Through the analysis of the detailed flow field and the aerodynamic force of the 3-D bristled wing model at the fixed chord-based Re of 10, the following findings are obtained: (i) The drag coefficient of the 3-D bristled wing decreases as the aspect ratio increases and is always larger than that of the corresponding 2-D bristled wing (by 14.5%, 9.16%, and 5.73% when AR = 1.5, 2.0, and 2.5, respectively). This is contrary to the 3-D effect at high Re (e.g., the drag coefficient of the 3-D cylinder increases as the aspect ratio increases and is always smaller than that of the corresponding 2-D cylinder at high Re). The increased drag coefficient of the 3-D bristled wing over the 2-D wing comes from the wing tip regions. In the wing tip region, the flow velocity around the cylinder (bristle) increases dramatically due to the vanishment of the cylinder surface beyond the tip. (ii) For the wings with different aspect ratios considered in this study (AR = 1.5, 2.0, and 2.5), the lengths of the tip regions affected by the 3-D effect are all about 0.23c, and the peak values of the drag coefficients are approximately equal, and so are the drag increments in the tip region (caused by the 3-D effect). That is, for the bristled wings considered, the 3-D effect in the tip region almost does not vary with the aspect ratio.
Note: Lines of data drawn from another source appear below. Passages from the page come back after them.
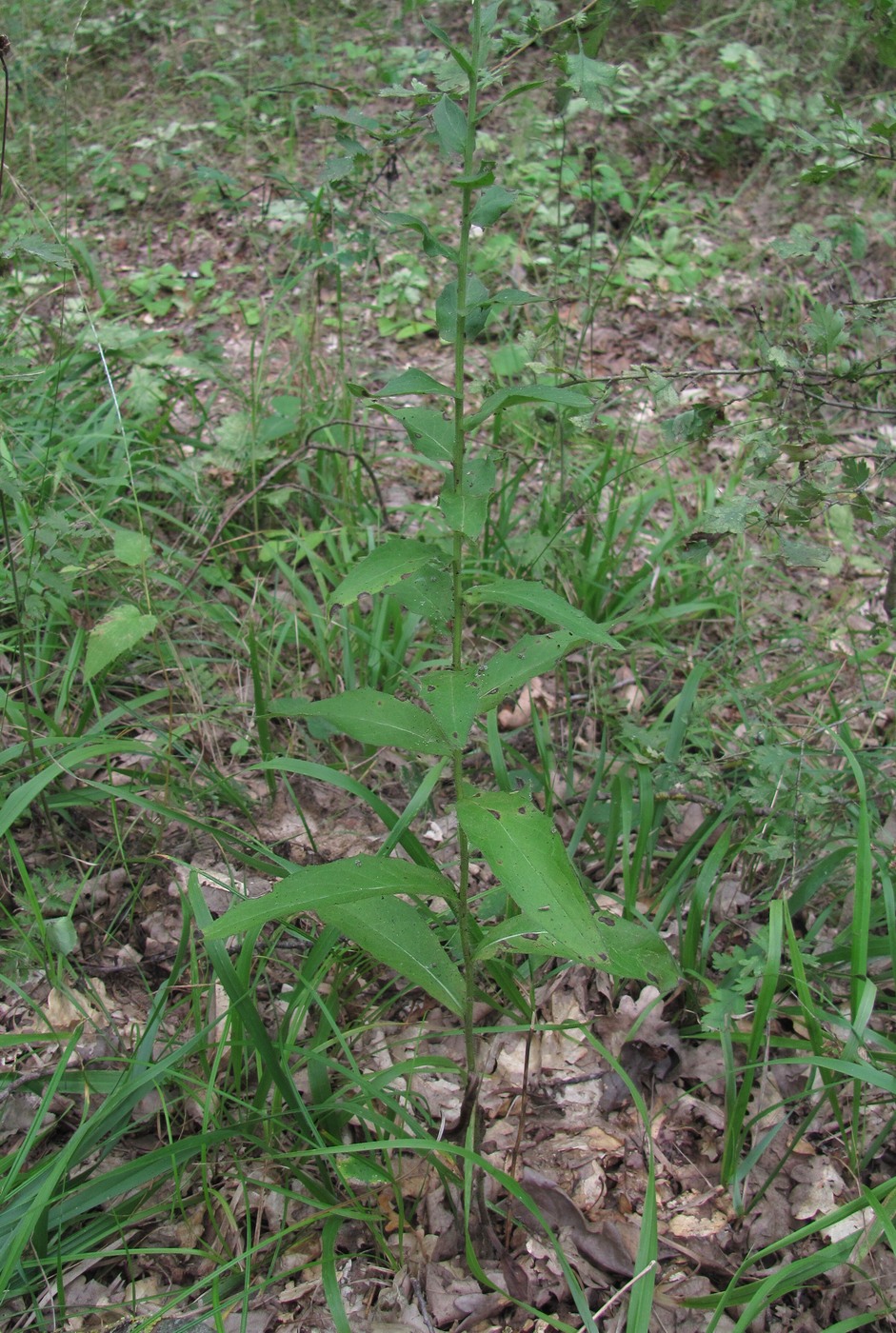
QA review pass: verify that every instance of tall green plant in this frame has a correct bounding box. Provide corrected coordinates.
[206,0,677,1130]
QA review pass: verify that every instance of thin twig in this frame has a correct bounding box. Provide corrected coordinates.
[180,417,388,593]
[593,1259,660,1320]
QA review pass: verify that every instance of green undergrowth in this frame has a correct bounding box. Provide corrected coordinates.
[0,0,896,1333]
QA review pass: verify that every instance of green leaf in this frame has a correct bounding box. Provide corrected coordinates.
[469,186,517,227]
[387,560,453,627]
[439,454,496,541]
[423,19,476,79]
[439,477,488,541]
[269,686,450,754]
[383,213,457,261]
[319,880,464,1014]
[488,287,547,308]
[327,537,440,607]
[0,234,72,268]
[203,854,453,940]
[464,579,620,647]
[779,534,832,569]
[432,93,467,157]
[84,606,159,681]
[476,629,586,712]
[417,666,483,749]
[203,856,464,1013]
[112,527,152,569]
[436,276,488,343]
[44,917,79,957]
[803,301,846,356]
[457,792,679,989]
[361,370,455,399]
[383,407,455,463]
[466,384,592,430]
[566,47,616,110]
[700,496,762,533]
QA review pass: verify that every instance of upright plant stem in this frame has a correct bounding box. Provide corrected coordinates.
[450,0,483,1085]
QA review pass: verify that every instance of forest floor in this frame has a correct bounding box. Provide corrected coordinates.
[0,7,896,1333]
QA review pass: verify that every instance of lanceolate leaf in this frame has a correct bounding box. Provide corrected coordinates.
[439,454,495,541]
[203,856,464,1013]
[203,856,453,940]
[417,666,482,749]
[476,629,586,712]
[457,792,677,989]
[467,384,592,430]
[329,537,441,607]
[466,579,620,647]
[436,276,488,343]
[432,93,467,156]
[383,213,457,264]
[383,406,455,463]
[269,686,450,754]
[319,880,464,1014]
[469,186,516,227]
[369,370,455,399]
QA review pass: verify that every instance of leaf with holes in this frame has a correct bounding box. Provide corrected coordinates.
[84,606,159,681]
[466,579,620,647]
[269,686,450,754]
[328,537,444,609]
[203,856,464,1013]
[457,792,679,990]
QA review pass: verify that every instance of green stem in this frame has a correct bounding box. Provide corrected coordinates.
[450,0,483,1085]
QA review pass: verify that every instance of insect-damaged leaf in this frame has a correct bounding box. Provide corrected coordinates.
[457,792,677,989]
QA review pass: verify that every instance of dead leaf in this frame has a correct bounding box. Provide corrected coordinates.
[497,676,557,732]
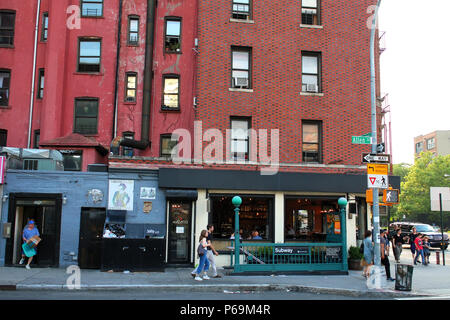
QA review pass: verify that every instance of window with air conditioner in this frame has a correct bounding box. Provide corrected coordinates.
[231,47,252,89]
[302,52,321,93]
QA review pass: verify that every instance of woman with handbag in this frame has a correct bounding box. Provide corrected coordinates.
[195,230,209,281]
Because the 3-D bristled wing model and the motion of the wing in this work are quite basic, future work could probe deeper into more sophisticated models and motions (e.g., how the radial arrangement of the bristles will affect the drag of the wing; what the drag distribution of the wing will be like during rotation, or, a real flapping motion). Understanding why the bristled wing only appears in the smallest insects and the potential benefits of this kind of configuration will be helpful to the design of the micro air vehicles.